Visages d’une intense présence
Les gestes tendres et attentifs de leur amour semblent survivre à toutes les épreuves au sein désormais d’une Maison de retraite. Ne permettent-ils pas à ce couple attachant de former une cellule fusionnelle ? Les manipulatrices et comédiennes Julie Tenret et Isabelle Daras sont parties de leurs liens passés avec leurs grands-parents disparus au fil notamment de la maladie d’Alzheimer. L’onction du réel et de l’expérience vécue n’est pas ici une simple reconduction d’un genre de fiction sur base documentaire. C’est un ballet de mouvements ciselés où le corps de la manipulatrice, ses bras, ses mains viennent compléter une marionnette dont l’expressivité se cristallise sur le visage. D’où cette oscillation entre étrange ressemblance et troublante familiarité. La marionnette est bien alors un corps composite, hybride, une identité hybride, à mi-chemin entre l’humain qui la porte et l’inanimé de sa matérialité.
Tour à tour fenêtre et miroir, exposé et néanmoins invisible pour son porteur, l’écran du visage ne semble posséder d’existence qu’intermédiaire. Le poète français Paul Valéry pose sur l’expérience visagiste un regard qui n’a pas pris une ride : « Observons que notre visage nous est aussi étranger qu’il l’est à autrui ; ses modifications et ses expressions conscientes et volontaires nous sont seules transmises. Le reste ne nous vient que des miroirs ; encore faut-il apprendre que cette image est notre image. »
Moments rares
Le spectacle s’ouvre sur le jeu du « Qui est-ce ? », voyant se préciser le casting des vieux en Maison de retraite. Ce en fonction d’interrogations sou forme de portrait parlé. Des poupées en deux dimensions aux visages en forme de portraits photographiques aux marionnettes hyper réalistes, se déploie de moments rares, où se rejoignent humanité, tendresse et désarroi. L’opus est porté par une foi en l’humain et dans le libre arbitre qui accueille aussi une forme de mystère.
Sur une bande son évocatrice de rythmes parfois loufoques filant de Ben L’Oncle Soul à Georges Brassens, les deux comédiennes-assistantes de vies et manipulatrices font montre, à l’heure du petit déjeuner ou du goûter en EMS, d’un don de l’observation fine et sensible pour dire la mémoire qui aboutit à une forme progressive de disparition de soi.
Dans un ballet d’une grande pudeur et douceur, avec des marionnettes à taille humaine, le temps et les gestes du grand âge sont restitués avec justesse. En témoignent chez Elise ses tocs répétitifs et compulsifs (se gratter le front, chasser une mouche imaginaire) ou actions déconnectées de tout réel présentement avéré, comme jeter du pain à des oiseaux imaginaires, qui ne semblent le fruit que de souvenirs lointains. Des séquences muettes tournées à la manière de petits films Super 8 amateurs et vernaculaires au cadrage incertain et au flou insistant sont projetées sur un cyclo en fond de scène.
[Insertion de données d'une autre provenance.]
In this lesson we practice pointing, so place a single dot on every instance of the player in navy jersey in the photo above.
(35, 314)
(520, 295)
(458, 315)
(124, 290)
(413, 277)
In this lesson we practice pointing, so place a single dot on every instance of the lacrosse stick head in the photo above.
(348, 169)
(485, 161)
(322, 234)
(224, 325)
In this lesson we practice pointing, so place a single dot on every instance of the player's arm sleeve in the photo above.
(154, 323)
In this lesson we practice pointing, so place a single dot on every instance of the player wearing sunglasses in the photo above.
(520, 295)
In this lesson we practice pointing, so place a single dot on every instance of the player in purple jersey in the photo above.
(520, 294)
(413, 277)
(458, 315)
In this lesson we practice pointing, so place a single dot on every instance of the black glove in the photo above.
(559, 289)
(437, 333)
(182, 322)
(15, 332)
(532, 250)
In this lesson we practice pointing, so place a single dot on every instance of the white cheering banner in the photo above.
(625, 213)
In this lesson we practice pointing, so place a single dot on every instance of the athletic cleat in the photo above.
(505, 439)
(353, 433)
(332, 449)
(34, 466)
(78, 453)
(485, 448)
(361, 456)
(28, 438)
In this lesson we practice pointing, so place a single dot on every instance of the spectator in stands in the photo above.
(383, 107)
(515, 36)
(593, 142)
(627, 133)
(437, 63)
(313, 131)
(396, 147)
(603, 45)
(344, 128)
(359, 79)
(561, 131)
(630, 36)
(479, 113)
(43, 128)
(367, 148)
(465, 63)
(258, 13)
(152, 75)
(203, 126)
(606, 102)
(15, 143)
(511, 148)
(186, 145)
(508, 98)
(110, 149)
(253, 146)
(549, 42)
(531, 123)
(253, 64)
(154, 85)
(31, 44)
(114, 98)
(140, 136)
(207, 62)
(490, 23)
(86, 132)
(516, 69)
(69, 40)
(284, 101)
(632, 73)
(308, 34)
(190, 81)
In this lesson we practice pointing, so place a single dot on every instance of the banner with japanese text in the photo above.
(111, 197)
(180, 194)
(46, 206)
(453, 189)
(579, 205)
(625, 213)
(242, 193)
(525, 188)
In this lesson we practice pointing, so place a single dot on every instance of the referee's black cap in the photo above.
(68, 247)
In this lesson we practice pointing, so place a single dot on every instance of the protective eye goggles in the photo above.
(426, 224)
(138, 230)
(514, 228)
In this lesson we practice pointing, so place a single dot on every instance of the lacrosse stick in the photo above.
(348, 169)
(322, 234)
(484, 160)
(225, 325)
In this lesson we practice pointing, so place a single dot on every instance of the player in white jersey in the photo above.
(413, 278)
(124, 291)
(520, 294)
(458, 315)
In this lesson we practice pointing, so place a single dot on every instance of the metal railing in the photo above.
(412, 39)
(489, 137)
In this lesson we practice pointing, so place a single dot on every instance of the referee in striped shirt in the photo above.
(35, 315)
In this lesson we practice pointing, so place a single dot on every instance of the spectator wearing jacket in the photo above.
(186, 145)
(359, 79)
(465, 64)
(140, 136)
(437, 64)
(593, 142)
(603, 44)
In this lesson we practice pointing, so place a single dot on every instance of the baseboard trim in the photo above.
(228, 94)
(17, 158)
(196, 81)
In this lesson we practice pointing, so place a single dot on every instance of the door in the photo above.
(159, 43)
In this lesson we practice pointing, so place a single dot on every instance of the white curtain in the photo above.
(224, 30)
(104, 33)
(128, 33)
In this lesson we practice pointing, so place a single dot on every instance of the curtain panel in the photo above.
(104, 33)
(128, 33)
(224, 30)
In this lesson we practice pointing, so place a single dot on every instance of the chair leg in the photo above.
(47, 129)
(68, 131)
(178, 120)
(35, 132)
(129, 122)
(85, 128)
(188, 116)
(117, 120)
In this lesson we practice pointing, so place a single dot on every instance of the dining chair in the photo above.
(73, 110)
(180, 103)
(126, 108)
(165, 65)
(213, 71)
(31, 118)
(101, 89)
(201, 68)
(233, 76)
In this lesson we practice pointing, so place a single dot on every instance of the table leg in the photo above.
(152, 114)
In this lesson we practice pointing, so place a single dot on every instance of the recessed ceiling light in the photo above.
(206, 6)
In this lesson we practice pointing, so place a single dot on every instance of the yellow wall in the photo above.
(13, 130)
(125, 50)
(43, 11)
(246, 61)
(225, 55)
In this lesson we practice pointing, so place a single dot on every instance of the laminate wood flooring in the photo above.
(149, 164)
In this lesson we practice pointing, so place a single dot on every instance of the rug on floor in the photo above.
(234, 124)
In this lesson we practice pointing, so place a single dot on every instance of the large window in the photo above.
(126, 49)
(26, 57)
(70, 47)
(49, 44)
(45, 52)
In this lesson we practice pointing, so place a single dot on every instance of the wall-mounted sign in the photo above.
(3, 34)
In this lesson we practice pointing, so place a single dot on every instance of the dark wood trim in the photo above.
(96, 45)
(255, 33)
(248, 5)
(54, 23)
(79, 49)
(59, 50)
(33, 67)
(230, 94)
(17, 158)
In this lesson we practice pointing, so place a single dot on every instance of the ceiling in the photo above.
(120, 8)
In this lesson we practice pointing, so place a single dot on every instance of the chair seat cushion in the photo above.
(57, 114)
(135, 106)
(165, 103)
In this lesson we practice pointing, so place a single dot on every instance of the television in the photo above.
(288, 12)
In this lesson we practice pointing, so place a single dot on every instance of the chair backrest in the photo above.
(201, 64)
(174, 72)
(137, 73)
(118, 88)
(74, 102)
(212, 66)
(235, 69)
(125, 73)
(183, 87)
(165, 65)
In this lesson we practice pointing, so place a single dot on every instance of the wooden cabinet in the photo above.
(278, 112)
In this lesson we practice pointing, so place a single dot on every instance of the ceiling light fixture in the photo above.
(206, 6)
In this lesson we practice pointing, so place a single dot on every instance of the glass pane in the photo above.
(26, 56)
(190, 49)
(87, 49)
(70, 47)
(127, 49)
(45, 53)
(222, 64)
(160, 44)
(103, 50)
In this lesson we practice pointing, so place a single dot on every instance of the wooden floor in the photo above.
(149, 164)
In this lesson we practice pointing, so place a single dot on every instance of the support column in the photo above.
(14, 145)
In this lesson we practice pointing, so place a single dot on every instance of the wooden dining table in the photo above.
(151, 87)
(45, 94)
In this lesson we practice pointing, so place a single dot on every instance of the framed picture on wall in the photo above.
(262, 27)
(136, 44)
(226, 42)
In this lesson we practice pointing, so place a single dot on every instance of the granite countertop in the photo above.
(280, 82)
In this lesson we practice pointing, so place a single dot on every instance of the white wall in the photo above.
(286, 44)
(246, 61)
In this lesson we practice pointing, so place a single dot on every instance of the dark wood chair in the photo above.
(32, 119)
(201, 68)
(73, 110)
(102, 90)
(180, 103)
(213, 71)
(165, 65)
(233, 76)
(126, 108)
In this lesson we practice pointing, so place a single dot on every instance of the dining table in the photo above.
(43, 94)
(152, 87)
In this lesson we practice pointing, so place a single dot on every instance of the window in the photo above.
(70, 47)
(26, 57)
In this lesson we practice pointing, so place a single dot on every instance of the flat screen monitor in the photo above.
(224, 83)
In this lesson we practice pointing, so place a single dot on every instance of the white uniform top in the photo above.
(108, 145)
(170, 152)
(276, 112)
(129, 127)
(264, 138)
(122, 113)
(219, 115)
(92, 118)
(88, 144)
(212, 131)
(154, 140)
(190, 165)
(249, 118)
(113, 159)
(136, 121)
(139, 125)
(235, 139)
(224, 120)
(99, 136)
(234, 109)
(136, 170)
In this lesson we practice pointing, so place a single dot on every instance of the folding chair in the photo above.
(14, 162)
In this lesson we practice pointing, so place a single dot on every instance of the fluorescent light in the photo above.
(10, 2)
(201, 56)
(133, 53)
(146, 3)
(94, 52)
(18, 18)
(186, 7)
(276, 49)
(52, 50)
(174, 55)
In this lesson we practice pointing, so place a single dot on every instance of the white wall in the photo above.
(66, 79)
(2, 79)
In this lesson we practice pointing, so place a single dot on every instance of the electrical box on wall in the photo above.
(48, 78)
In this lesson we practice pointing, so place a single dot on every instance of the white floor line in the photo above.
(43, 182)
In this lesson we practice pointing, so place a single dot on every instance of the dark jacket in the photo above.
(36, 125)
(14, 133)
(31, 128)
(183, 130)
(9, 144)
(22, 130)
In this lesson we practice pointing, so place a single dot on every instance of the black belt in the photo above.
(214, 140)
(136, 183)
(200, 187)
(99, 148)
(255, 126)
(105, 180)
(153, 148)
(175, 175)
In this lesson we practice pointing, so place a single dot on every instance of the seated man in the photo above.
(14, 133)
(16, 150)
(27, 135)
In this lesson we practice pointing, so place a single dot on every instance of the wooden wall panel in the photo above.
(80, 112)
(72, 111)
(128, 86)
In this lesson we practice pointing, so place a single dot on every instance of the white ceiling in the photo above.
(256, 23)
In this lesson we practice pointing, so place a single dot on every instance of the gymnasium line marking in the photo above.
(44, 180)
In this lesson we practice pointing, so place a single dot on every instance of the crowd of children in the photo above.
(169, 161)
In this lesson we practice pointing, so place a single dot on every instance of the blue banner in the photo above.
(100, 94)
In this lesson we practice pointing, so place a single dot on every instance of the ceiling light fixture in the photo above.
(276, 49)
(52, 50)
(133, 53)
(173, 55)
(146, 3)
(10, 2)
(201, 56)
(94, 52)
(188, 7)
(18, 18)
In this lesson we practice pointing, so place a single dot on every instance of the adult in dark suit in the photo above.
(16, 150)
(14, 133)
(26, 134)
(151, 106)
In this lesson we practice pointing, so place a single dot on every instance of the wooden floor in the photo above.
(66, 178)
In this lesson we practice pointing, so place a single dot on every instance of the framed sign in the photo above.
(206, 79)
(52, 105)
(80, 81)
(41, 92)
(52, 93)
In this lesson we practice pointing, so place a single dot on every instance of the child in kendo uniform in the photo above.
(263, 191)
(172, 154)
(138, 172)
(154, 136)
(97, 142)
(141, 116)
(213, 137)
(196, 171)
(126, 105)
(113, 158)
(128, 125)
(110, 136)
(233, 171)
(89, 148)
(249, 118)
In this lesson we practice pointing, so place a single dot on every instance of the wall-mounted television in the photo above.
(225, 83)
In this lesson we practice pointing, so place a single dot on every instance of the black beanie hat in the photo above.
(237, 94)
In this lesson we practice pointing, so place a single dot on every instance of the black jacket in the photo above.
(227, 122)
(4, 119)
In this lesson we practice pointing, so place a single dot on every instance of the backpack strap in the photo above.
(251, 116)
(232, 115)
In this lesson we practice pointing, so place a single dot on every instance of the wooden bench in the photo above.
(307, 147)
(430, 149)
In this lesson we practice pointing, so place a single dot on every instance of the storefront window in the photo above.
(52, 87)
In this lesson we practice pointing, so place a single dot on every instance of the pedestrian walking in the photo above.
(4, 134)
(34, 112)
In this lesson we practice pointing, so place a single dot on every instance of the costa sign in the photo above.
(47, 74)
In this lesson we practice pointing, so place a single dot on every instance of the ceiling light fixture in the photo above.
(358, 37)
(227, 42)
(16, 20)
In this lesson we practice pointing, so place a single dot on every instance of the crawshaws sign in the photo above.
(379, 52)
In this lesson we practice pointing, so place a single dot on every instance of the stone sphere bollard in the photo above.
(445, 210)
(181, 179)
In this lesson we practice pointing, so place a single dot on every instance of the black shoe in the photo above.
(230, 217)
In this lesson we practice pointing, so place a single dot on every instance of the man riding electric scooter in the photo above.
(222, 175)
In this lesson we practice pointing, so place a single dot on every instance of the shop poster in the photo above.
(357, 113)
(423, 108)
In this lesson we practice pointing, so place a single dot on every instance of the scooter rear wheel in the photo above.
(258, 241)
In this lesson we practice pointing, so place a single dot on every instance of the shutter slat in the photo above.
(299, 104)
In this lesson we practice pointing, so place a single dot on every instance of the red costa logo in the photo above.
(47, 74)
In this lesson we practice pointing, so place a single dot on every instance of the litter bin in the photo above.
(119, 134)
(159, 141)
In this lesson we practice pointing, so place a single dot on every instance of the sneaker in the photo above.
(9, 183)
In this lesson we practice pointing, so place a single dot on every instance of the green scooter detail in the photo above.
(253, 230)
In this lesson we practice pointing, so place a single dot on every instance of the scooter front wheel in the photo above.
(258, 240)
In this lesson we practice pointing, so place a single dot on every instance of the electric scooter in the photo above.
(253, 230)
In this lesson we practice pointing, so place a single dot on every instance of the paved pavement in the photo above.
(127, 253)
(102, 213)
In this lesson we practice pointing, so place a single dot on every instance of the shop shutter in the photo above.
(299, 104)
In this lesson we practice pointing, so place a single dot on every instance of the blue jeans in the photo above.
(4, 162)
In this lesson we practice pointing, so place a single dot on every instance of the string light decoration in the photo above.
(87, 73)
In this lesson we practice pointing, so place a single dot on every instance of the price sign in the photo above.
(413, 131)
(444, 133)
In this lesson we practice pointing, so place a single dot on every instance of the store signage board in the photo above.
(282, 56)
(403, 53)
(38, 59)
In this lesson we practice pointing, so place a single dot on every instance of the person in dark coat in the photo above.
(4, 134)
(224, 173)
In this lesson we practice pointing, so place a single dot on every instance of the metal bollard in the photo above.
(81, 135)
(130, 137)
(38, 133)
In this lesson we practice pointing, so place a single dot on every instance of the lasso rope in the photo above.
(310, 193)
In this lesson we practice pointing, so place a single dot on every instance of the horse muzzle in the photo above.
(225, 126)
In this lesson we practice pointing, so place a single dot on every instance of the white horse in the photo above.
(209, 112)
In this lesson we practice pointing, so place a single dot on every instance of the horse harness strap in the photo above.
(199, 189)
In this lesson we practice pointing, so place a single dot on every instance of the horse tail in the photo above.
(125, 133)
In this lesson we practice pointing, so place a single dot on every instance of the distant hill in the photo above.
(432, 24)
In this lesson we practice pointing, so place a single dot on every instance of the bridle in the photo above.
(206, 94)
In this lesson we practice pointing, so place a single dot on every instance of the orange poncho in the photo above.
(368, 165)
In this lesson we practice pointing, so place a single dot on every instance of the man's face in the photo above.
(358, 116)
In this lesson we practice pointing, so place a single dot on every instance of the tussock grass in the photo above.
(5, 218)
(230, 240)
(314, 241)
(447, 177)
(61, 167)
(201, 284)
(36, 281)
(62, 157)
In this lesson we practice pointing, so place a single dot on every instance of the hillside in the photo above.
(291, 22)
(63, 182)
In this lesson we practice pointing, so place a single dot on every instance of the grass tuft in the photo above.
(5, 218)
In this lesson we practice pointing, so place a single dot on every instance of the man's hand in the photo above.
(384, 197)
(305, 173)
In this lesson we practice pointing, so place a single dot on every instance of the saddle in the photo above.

Avec un mouvement saccadé proche du burlesque muet, e lles évoquent le bonheur passé du couple à plusieurs étapes de leur chemin de vie, de la piscine proche d’une possible première rencontre à une table d’anniversaire de mariage. S’il en dit parfois plus long que toute parole, le silence traduit ici simultanément l’impossibilité des mots à tout transmettre.